The other day I watched a documentary on the rise and fall of Rooster Teeth, the web video production company behind Red vs. Blue and other series. It followed what seems to me to be an all-too familiar pattern, one that we who wish to produce content ought to consider very carefully.
The short version is that it all started with a group of four or five friends messing around in Halo and producing some funny videos. This eventually spun off into a comedy series, then into a legitimate science fiction series with a comedic edge and actual animation. With the series growing and pulling in a profit, the core group of friends expanded into a full-on production company under the auspices of several larger companies, and ultimately of Microsoft. The staff eventually numbered in the hundreds of employees trying to produce professional-level content.
Then stories of abusive or exploitative work environments emerged, people began leaving the company, personal lives broke apart, and they jumped on board the political bandwagon, with the result that today the company is careening towards bankruptcy, while at least one of the core cast sadly comments how much he misses the days of a group of friends crammed into a room just having fun.
This seems the pattern of a lot of web content, at least the stuff that takes off (even though most of it doesn’t get as big as Rooster Teeth did). It begins as a simple, crude passion project by some creative individual or group of friends. Then it gets popular, it starts pulling in money. The creators quit their day jobs to work on it full time. They expand, improve the technical aspect, maybe hire people (usually fans of their work) and incorporate. They reach a peak of popularity. Then the pressure of constantly producing, of managing a company, of the continual growth that is demanded of a corporation begins to tell. Quality suffers. New projects, created from necessity instead of inspiration, or in any case coming from a different place than the original work, fail to recapture the charm of the earlier ones. Perhaps they suffer some kind of breakdown, or they lose perspective on their work, or their personal lives begin to crack.
There is a difference between doing something for fun and doing it for a living. It is difficult to maintain the spark of creativity when you are doing it for your livelihood, and when a misstep may cost you real money.
Then of course, a lot of these kinds of products have a natural ‘sell-by’ date. You can’t keep a comedy series going indefinitely. You can’t keep reviewing old movies or old video games forever. Sooner or later the novelty will wear off, or the quality will slip, or the story will end, and then what will you be left with?
See, setting out to be a professional entertainer, or the founder of a corporation requires a ton of preparatory work involving blood, sweat, and tears. A lot of the people who made it in the early YouTube boom never had anything like that; they simply started a fun hobby, a chance to express themselves a little, and then bit by bit it becomes a job, or even a company. Small wonder many, if not most of them, cracked under the pressure; It’s the sort of thing that can easily turn heads and crush the creative spark that birthed the enterprise in the first place.

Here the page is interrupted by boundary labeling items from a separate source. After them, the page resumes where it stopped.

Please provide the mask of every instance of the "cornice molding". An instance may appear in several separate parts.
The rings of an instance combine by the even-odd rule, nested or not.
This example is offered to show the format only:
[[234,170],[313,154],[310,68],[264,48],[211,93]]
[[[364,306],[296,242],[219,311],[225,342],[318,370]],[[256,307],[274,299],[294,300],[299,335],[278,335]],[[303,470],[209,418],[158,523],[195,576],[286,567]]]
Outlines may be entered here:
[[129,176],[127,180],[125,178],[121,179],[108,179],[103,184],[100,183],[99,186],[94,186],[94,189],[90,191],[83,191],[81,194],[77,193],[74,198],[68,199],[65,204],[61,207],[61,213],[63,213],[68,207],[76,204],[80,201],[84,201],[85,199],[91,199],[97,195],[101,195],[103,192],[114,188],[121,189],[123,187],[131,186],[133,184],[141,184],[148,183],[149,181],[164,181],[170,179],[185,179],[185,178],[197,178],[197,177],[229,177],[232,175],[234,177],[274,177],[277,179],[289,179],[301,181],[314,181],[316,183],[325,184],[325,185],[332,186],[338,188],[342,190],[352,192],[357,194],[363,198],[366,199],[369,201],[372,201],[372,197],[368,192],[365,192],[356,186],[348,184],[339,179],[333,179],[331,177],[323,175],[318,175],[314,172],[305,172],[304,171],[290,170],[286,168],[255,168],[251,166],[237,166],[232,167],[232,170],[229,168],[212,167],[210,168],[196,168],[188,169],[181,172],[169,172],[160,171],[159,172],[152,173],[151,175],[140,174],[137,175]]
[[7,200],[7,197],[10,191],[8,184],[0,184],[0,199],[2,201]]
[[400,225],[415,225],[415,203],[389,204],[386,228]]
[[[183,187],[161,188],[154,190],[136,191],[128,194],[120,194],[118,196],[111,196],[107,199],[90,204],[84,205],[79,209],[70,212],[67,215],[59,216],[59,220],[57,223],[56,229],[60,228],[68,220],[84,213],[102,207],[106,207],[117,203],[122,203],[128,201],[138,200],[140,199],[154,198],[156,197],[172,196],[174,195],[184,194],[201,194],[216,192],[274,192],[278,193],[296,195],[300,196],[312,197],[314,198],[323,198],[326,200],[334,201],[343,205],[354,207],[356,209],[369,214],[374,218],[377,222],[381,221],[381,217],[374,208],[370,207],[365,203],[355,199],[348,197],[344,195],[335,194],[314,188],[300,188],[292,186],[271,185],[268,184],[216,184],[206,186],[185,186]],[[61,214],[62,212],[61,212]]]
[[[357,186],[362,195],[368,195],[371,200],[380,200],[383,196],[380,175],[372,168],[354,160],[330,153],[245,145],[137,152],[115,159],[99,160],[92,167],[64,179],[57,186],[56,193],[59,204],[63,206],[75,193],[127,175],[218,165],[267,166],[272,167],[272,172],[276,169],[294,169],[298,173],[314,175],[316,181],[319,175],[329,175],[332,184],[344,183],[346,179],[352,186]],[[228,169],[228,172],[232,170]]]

Basically, the kind of people who can create fun, popular videos do not usually seem to be the same kind of people who can successfully manage the pressures of running an entertainment business. Honestly, my impression is that most of them don’t want to; they just want to escape the rat race and do things they enjoy. But you can’t just do that; you can’t simply coast on a decent income, you have to keep expanding and keep the subscriptions up.
Me, I don’t know how to prevent this sort of thing from happening, but it’s something all of us who hope to make money from our passions need to be aware of. It might be well to plan ahead what you would do if you work started taking off, how you would approach the business and professional side of things. And to consider just what you want your work and your enterprise to look like, if it comes to that.
Here’s another reason why I lament the demise of real editors. Time was, if you had a knack for storytelling but no particular head for business, that was okay, because there were a couple thousand magazines out there that people who did have heads for business were anxious to fill with the work of people with knacks for storytelling. Division of labor is a wonderful thing.
(And then before that, I suppose, you had the guild system, where running a business was something you learned by imitation during your apprenticeship, the way girls learn to run households by watching their mothers. That would be fine, too, of course.)